No. Tongue tie is a mechanical restriction that can blur certain sounds; it does not affect the brain systems that decide when a child starts talking or how many words they have. A 2-year-old with few words needs a hearing test and language assessment — releasing the frenulum will not produce vocabulary.
Is the tongue tie procedure painful or risky?
In young infants a simple frenotomy takes seconds, causes brief discomfort and usually allows feeding within minutes; in older children it is done under local or brief general anaesthesia and remains a minor, low-risk procedure in experienced hands. The bigger risk is not the surgery itself — it is doing it for the wrong reason and expecting speech to change.
My baby has tongue tie but feeds well — should we operate just in case?
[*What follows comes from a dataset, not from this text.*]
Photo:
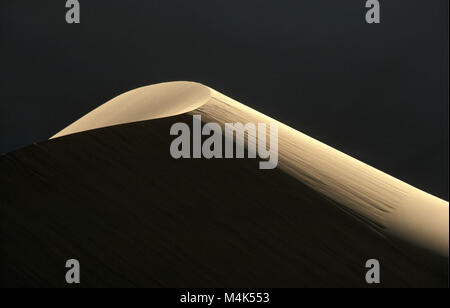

No. A visible frenulum that causes no feeding problem needs no surgery, and operating “to prevent future speech problems” is not supported by evidence — most children with tongue tie develop perfectly normal speech. Note the tongue's appearance, mention it at routine check-ups, and act only if a real functional problem appears.
Will my child need speech therapy after the release?
If the release was done for speech reasons in a child past toddlerhood, almost certainly yes. Years of speaking with a restricted tongue build motor habits that persist after the restriction is gone; therapy retrains tongue placement for each affected sound. Plan surgery and therapy together — the snip enables the work, it does not replace it.